Majority Sees U.S. Leadership in Space as Essential – Pew Research Center

Majority Sees U.S. Leadership in Space as Essential – Pew Research Center.

The finding here, no surprise, is that Americans still want to be leaders in space, especially as China gears up to challenge the US lead at some point in the future.

The problem, of course, is that America can no longer afford that leadership if it is going to rely entirely upon government largesse, or upon a NASA that is still lurching uncertainly toward its future.

The American space program needs a rethink, one that neither hogs the effort for the government, nor dumps the burden of off-planet development onto the backs of the private sector. It is, in short, time for a new vision of space that incorporates a public-private partnership and the means to pay for the public part of that effort.

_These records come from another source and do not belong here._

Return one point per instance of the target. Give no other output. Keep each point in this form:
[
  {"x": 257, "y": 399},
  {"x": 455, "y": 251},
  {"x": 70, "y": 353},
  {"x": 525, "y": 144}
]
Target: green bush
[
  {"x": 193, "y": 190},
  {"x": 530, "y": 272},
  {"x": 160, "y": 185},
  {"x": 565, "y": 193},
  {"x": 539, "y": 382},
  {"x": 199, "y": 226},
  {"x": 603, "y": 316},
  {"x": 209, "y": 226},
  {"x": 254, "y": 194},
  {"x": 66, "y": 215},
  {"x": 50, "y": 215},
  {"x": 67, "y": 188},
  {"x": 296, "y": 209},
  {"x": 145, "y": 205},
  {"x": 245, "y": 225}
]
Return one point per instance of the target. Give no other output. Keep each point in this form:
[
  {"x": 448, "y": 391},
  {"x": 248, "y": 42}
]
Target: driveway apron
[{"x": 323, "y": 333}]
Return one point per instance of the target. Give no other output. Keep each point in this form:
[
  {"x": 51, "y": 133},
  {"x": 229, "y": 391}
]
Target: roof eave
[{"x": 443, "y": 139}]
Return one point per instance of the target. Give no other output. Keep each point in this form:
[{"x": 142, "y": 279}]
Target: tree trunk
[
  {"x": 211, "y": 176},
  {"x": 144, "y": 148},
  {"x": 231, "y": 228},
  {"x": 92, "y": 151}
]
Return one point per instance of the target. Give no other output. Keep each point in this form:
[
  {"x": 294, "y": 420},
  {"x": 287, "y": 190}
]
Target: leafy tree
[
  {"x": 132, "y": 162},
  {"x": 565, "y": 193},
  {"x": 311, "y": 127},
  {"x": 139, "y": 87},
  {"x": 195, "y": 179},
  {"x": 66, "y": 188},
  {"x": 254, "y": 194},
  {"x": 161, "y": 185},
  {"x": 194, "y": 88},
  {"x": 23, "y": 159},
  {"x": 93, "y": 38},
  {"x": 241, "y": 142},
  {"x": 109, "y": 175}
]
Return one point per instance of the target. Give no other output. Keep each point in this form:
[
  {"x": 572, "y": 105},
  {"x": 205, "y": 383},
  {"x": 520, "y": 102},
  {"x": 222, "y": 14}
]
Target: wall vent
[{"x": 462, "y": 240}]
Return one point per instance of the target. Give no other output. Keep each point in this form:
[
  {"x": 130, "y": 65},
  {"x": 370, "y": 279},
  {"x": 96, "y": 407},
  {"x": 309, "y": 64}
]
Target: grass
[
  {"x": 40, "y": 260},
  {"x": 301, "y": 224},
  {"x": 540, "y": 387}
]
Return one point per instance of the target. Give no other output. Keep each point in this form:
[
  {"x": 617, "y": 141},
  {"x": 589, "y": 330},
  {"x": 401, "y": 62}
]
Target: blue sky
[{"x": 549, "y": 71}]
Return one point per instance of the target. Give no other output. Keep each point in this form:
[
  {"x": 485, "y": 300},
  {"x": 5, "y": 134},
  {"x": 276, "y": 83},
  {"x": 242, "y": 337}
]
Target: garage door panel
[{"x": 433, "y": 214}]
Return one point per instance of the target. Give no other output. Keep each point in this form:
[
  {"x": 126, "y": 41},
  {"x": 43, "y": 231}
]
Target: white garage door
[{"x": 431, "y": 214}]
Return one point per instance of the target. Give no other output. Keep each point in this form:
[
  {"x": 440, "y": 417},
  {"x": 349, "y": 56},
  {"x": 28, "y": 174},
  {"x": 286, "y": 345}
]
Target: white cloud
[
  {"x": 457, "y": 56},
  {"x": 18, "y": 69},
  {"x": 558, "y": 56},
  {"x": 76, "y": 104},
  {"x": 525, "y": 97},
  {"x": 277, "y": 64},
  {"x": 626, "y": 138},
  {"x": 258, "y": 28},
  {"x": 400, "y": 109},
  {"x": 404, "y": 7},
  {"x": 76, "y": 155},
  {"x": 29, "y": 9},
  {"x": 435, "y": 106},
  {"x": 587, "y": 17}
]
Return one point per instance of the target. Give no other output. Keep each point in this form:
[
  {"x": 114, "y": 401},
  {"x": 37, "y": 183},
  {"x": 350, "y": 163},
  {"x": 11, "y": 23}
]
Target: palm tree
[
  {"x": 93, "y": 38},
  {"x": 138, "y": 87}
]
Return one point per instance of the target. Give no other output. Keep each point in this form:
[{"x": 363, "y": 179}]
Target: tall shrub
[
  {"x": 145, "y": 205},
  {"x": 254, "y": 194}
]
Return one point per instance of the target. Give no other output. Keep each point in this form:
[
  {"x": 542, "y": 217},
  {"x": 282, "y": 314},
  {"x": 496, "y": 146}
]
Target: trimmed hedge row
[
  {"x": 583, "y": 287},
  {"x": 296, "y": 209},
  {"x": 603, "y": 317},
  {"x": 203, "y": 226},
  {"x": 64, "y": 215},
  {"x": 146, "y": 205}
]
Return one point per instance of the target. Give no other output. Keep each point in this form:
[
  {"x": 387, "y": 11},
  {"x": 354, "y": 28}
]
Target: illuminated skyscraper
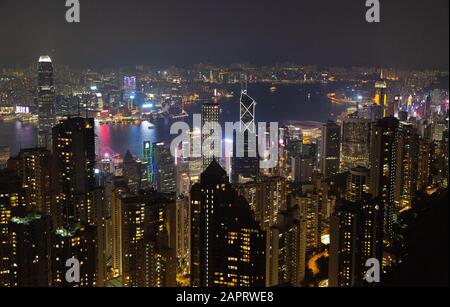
[
  {"x": 211, "y": 137},
  {"x": 79, "y": 242},
  {"x": 132, "y": 172},
  {"x": 129, "y": 87},
  {"x": 287, "y": 252},
  {"x": 34, "y": 167},
  {"x": 266, "y": 197},
  {"x": 381, "y": 94},
  {"x": 246, "y": 164},
  {"x": 11, "y": 202},
  {"x": 146, "y": 243},
  {"x": 148, "y": 155},
  {"x": 330, "y": 149},
  {"x": 77, "y": 198},
  {"x": 383, "y": 169},
  {"x": 165, "y": 169},
  {"x": 356, "y": 234},
  {"x": 227, "y": 244},
  {"x": 407, "y": 163},
  {"x": 46, "y": 101},
  {"x": 30, "y": 243},
  {"x": 358, "y": 183},
  {"x": 74, "y": 151},
  {"x": 355, "y": 143}
]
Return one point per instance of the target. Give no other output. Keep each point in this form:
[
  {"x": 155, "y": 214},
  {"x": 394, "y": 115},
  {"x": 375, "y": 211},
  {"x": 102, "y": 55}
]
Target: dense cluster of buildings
[{"x": 332, "y": 201}]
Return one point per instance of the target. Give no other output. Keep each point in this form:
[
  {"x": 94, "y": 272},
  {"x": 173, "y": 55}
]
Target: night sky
[{"x": 412, "y": 33}]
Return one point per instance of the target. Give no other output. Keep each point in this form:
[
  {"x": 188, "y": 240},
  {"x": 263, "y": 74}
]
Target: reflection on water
[{"x": 290, "y": 102}]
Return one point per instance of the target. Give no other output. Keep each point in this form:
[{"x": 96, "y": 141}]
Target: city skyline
[
  {"x": 158, "y": 32},
  {"x": 163, "y": 170}
]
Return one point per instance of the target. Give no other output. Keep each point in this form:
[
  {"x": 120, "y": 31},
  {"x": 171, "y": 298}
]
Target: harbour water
[{"x": 306, "y": 102}]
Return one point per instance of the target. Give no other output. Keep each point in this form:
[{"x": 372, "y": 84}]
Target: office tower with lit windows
[
  {"x": 165, "y": 169},
  {"x": 211, "y": 137},
  {"x": 358, "y": 183},
  {"x": 119, "y": 190},
  {"x": 129, "y": 87},
  {"x": 46, "y": 101},
  {"x": 146, "y": 244},
  {"x": 183, "y": 235},
  {"x": 266, "y": 197},
  {"x": 4, "y": 156},
  {"x": 330, "y": 149},
  {"x": 245, "y": 163},
  {"x": 355, "y": 142},
  {"x": 380, "y": 98},
  {"x": 29, "y": 239},
  {"x": 132, "y": 172},
  {"x": 444, "y": 158},
  {"x": 34, "y": 167},
  {"x": 78, "y": 199},
  {"x": 423, "y": 164},
  {"x": 407, "y": 163},
  {"x": 77, "y": 241},
  {"x": 310, "y": 213},
  {"x": 356, "y": 234},
  {"x": 383, "y": 173},
  {"x": 302, "y": 168},
  {"x": 227, "y": 244},
  {"x": 148, "y": 155},
  {"x": 11, "y": 204},
  {"x": 287, "y": 250},
  {"x": 74, "y": 154}
]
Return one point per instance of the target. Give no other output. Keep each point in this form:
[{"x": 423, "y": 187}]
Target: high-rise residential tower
[{"x": 46, "y": 101}]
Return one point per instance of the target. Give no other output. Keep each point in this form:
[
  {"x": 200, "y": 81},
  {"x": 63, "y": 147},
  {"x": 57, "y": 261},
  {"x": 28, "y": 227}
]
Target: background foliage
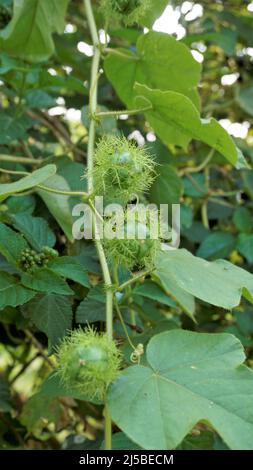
[{"x": 45, "y": 60}]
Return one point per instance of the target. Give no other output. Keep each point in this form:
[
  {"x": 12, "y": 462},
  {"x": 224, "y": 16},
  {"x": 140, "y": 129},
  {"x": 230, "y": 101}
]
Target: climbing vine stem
[{"x": 90, "y": 153}]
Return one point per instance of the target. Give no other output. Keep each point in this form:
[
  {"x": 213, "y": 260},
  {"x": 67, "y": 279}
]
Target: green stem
[
  {"x": 200, "y": 167},
  {"x": 129, "y": 112},
  {"x": 108, "y": 428},
  {"x": 134, "y": 279},
  {"x": 123, "y": 325},
  {"x": 25, "y": 160},
  {"x": 121, "y": 54},
  {"x": 90, "y": 152},
  {"x": 63, "y": 193}
]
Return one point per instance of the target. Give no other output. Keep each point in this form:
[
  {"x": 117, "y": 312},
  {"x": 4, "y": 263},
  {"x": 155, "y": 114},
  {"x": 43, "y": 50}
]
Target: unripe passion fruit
[
  {"x": 88, "y": 363},
  {"x": 121, "y": 169},
  {"x": 136, "y": 249}
]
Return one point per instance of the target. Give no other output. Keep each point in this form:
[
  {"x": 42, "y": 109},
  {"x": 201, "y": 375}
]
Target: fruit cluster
[
  {"x": 136, "y": 250},
  {"x": 121, "y": 170},
  {"x": 30, "y": 259},
  {"x": 88, "y": 363}
]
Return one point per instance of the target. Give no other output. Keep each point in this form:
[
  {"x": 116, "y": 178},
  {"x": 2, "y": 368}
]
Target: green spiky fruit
[
  {"x": 121, "y": 169},
  {"x": 125, "y": 11},
  {"x": 88, "y": 363},
  {"x": 136, "y": 249}
]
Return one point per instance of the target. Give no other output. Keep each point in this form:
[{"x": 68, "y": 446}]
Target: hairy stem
[
  {"x": 134, "y": 279},
  {"x": 16, "y": 159},
  {"x": 129, "y": 112},
  {"x": 90, "y": 152}
]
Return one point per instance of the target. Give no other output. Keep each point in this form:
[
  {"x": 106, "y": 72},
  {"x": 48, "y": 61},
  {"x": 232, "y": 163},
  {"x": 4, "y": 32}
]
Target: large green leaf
[
  {"x": 30, "y": 181},
  {"x": 245, "y": 246},
  {"x": 217, "y": 245},
  {"x": 29, "y": 34},
  {"x": 35, "y": 230},
  {"x": 153, "y": 291},
  {"x": 45, "y": 280},
  {"x": 191, "y": 377},
  {"x": 176, "y": 110},
  {"x": 11, "y": 292},
  {"x": 11, "y": 244},
  {"x": 218, "y": 283},
  {"x": 58, "y": 204},
  {"x": 160, "y": 61},
  {"x": 52, "y": 314}
]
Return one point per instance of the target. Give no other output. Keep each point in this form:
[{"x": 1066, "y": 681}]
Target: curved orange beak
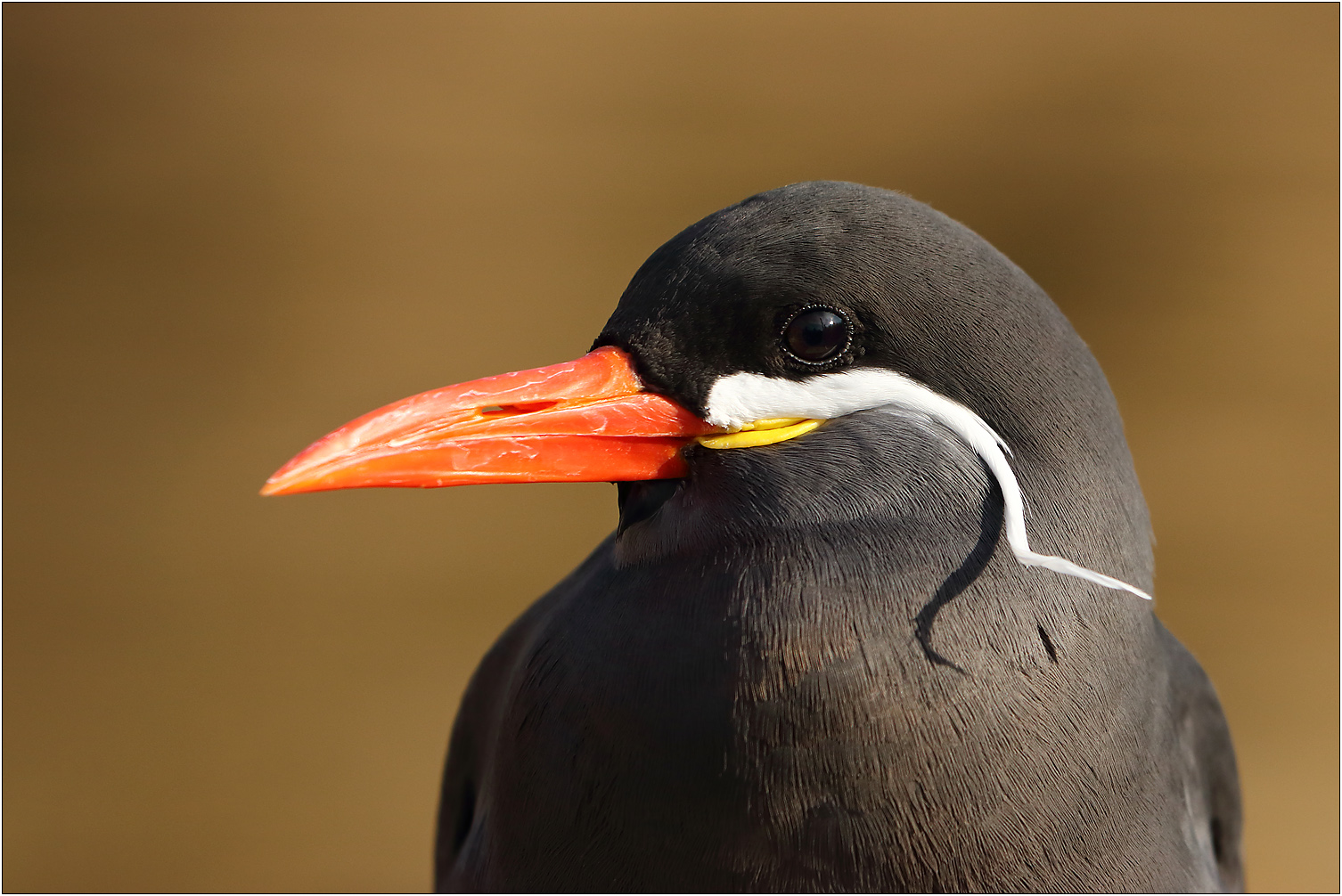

1 thought on “Majority Sees U.S. Leadership in Space as Essential – Pew Research Center

  1. The problem with Nasa can sadly be laid at the feet of Nixon, who took away all the destinations (“vision” is so liberal….) but kept all the facilities (district pork! Yum!)

    Since that moment NASA has been a collection of squabbling locations divvying up a budget. More akin to a disfunctional research institution than a peak body.

    Add to that the mil complex’s now-expert milking of the cost-plus teat (remember that although Nasa is .gov every piece of hardware they have or ever have had was made by, wait for it, the private sector…) and you steadily get less and less bang for your space buck.

    It’s now an uttely unsolvable mess. Facilities won’t be consolidated (congress won’t allow it). The usual-suspect contractors won’t reform (zero incentive). Presidents will continue to issue vote-winning direction statements with no time limits (e.g. “before the decade us out “).

    To respond directly to your prescription, David, “Public-private partnership” is, in short, the status quo, and a big part of what’s wrong.

    Conservatives like to criticize what they perceive as government seed funding attempting to “pick winners” — when actually its simply an investment in entrepreneurship that has a stellar record nearly everywhere of providing great returns (the few spectacular failures notwithstanding).

    The conservative alternative — those vaunted “public private partnerships” — are, by contrast, rarely more than out-and-out crony enrichment. Illustrated perfectly by Nasa and the private companies that (poorly) build its gear.